Holmes, who was charged with fraud in 2018, has been the topic of media fascination for about as long as the 15 years Theranos existed. The Stanford University drop-out was only 19 years old when she first began presenting the mission of the company in 2003. It's name, a combination of the words "therapy" and "diagnosis," Theranos would revolutionize medicine through her singular her invention, the Edison. A contraption no larger than a milk crate, the machine, per Holmes, could process myriad diagnostic texts using only a drop of blood extracted from a patient. In short order, Holmes quickly attracted media attention for both her company and her unique position as a young female wunderkind in a sea of male Silicon Valley tycoons.

But as her investors, employees, and the public eventually discovered, the Edison was, and had always been, an illusion. And as the days tick by until Holmes will stand trial in a California court, it seems that her defense team's best bet might lie in Holmes' inscrutable persona — and even more importantly, her past.

Elizabeth Holmes' use of Theranos' money is integral to her case

As major media outlets like CNBC have noted throughout the course of their coverage on Elizabeth Holmes, the prosecution's case against her hinges on the following: Where exactly Holmes funneled funds from Theranos, once valuated at $9 billion at its capitalist zenith, and the reason why. According to a filing made by California prosecutors in January 2018, the whole purpose of Holmes' charade — one which included her company and the Edison, a machine which never worked and was designed by a technology that never existed — was a simple one, which boiled down to personal wealth.

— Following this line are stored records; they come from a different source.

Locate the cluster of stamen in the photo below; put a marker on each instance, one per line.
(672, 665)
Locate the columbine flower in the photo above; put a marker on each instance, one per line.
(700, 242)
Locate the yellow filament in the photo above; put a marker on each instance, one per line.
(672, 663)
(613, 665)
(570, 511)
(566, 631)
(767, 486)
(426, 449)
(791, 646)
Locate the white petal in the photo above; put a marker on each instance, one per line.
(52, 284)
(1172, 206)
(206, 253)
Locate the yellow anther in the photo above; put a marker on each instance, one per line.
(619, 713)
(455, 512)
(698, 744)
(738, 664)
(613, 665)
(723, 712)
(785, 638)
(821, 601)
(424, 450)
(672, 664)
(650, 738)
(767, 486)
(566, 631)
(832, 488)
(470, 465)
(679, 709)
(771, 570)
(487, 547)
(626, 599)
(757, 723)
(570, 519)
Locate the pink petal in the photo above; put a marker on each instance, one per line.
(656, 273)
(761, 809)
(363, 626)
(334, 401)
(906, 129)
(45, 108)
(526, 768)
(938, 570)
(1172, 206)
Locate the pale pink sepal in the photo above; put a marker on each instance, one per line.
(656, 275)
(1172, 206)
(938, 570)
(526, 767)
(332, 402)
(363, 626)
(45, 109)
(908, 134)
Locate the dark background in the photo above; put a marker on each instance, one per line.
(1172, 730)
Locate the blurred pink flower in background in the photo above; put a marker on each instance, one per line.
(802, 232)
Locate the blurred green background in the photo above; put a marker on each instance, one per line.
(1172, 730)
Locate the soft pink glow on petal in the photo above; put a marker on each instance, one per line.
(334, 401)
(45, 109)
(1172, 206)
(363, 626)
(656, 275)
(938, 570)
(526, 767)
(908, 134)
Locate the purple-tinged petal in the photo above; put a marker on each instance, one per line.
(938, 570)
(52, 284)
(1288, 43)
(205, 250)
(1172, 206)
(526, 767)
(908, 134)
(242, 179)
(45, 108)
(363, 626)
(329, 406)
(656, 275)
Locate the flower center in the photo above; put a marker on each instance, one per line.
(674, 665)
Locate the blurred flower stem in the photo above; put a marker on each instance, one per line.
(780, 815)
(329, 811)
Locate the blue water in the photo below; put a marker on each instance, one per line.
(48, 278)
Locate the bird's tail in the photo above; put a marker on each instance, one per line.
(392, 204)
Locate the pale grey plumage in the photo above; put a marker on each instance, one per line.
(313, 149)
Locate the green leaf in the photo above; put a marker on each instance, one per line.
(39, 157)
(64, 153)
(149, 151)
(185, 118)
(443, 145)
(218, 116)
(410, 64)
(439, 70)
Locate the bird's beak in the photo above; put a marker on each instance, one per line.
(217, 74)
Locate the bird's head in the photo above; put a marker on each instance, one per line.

In the court document itself (via CNBC), the prosecution called Holmes' creation of Theranos "a tool to better her personal situation," implying that her company might have been such from the very beginning. The motion also outlined the government's case, in their purview, was more or less clear-cut, due to "the causal connection between [Holmes'] fraud and the benefits at issue," which they further categorized as "strong." 

While many might recall that the first wave of legal charges against Holmes in 2018 mainly concerned charges levied against her and Theranos by the Securities and Exchange Commission focused on the corporate end of things, the January 2021 filing focused more on where the money actually went. So where did it go? 

Elizabeth Holmes may have had a partner-in-crime

Per a January 2021 report by CNBC, the prosecution's case against Elizabeth Holmes seemingly rests on a motive as old as crime itself: personal gain. As the news outlet cited, a motion filed by the attorneys at the time seemingly alleged that Holmes defrauded of her own company through money she parlayed from investors, which was then syphoned into maintaining the means to which she had grown accustomed. Per the document, these included "travel on private jets, stays in luxury hotels, and access to multiple assistants." But could there be another key factor at play? Possibly yes. And that key may be former Theranos COO Ramesh "Sunny" Balwani, who was also once Holmes' boyfriend.

As Business Insider noted in May 2018, Holmes' relationship with Balwani and the secrecy surrounding it seemingly served to those investigating the company as emblematic of how it was run. "It instantly became clear to me that she was lying to her board about this romantic relationship that she was having with the number two of the company, who by the way, was also about 20 years older," John Carreyrou, a Wall Street Journal reporter, who became the first to expose Theranos' misdeeds in 2015, recounted to Business Insider at the time. Per the SEC's own precedent in their initial charges against Holmes, Balwani was named as a de facto conspirator, meaning the ex-COO might have benefited personally in the same manner Holmes did.

Elizabeth Holmes' reputation could be unsalvageable after her trial

Even though Elizabeth Holmes' reasons for keeping her past under wraps might be entirely due to the fraud case against her (one which could land her in prison for up to 20 years, per CNBC), she might have a much more personal motive: her legacy. As Forbes and others noted following the disintegration of Theranos in 2018, Holmes had once been hailed as a feminist icon — one of the few female tech CEOs in a sea of hoodied Silicon Valley titans. Before her purported fraudulent web of lies was fully uncovered, Holmes herself benefited from being labeled as a force of feminist progressivism, and even more so, a bona fide visionary. It was par for the course for her to be featured on esteemed panels centered around women in business. The same went for receiving awards and honors for years before her arrest.

Unfortunately for Holmes, her reputation and status fell into ruin the same time her health tech empire did. And while the disgraced Theranos CEO once famously said, "First they think you're crazy, then they fight you, and then you change the world," it seems her impending trial and the final phase of the Theranos story will do the same — just not in the way she imagined.